Thoughts Over the Morning’s Second Cup of Coffee: Waterboard Kathryn Bigelow

It’s an over caffeinated day. If I had the power of life and death in Hollywood, there’s two directors I’d never allow to make pictures ever again. One is Wes Anderson, the other is Kathryn Bigelow.

Since Anderson doesn’t enter the equation of this argument, Bigelow’s Zero Dark Thirty, which just got nominated for Best Picture, is my evidence to the jury that she be waterboarded with extreme prejudice.

Because that’s all Zero Dark Thirty is about, really. Till now, I thought waterboarding, as a form of torture, was being strapped to a surf board and having to listen to The Beach Boys non-stop for 24 hours.

Which is my argument that Bigelow’s Zero Dark Thirty is a blown-out episode of “24” but not nearly as good. Remember, Bigelow was also responsible for Hurt Locker, albeit Best Picture but a box office disaster and for good reasons.

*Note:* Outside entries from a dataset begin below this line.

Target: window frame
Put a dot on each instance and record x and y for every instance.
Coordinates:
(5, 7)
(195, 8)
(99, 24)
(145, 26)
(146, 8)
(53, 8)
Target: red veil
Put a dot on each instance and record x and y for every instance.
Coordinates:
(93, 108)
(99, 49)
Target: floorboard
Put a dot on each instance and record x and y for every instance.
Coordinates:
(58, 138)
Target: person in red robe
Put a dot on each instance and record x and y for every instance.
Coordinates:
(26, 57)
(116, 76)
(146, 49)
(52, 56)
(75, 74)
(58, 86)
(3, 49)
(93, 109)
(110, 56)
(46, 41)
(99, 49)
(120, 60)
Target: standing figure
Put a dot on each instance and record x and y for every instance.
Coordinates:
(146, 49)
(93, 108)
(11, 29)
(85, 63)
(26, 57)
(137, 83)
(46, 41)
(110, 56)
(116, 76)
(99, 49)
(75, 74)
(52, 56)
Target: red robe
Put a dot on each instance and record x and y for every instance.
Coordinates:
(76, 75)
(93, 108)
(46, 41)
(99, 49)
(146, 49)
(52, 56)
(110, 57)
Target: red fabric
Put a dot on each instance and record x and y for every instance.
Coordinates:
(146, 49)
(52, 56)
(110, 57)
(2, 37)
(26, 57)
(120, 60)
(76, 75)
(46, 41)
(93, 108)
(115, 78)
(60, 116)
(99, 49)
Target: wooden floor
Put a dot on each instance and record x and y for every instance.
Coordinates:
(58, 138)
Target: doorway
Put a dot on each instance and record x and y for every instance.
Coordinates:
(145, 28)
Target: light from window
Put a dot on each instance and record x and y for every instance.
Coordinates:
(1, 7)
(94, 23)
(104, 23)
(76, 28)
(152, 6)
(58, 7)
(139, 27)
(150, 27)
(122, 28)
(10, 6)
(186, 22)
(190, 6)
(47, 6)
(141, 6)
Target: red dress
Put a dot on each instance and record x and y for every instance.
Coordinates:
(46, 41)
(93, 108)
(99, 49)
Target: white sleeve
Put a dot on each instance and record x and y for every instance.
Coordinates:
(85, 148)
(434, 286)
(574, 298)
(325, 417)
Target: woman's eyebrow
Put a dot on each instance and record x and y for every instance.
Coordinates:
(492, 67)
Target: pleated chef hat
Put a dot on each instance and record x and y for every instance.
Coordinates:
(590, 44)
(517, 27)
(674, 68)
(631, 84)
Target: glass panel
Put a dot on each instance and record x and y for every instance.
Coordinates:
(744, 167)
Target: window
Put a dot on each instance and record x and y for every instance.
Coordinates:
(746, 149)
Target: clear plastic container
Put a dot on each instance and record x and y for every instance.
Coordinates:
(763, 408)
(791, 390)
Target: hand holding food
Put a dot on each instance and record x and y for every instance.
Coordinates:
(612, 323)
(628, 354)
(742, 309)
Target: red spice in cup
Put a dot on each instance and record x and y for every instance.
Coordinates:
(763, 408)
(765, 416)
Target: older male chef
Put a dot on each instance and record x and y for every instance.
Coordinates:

Story telling, you don’t have a clue of what’s going on in Zero Dark Thirty until your at least 0:60 minutes into the film. You know Osama Bin Laden [referred to here as OBL] is going to be taken out by the SEAL’s, and for your efforts, all you get is an Osama nose protruding from a body bag. That’s it. That’s the movie.

Jessica Chastain’s featured in the role of Claire Danes. [A little Homeland humor.] She screams at her bosses, and we learn that the Osama detail is all she’s been on since she was recruited by the CIA out of high school.

A little back story of that would have been way more entertaining than Chastain’s frenetic Sharpie scribblings reminding her bosses that they’re been sitting on their collective asses over three months since they’ve been fed a lead on Osama’s whereabouts. Saving the day is James Gandolfini. Tony Soprano, go figure.

Finally, in the dark hours, on a raid of a compound that reminds you of an Afghani Levittown, America discovers that it’s been held hostage since 9/11 by a third world shit hole of dusty computers, VHS tapes and filing cabinets.

I think George Bush has a lot of explaining to do.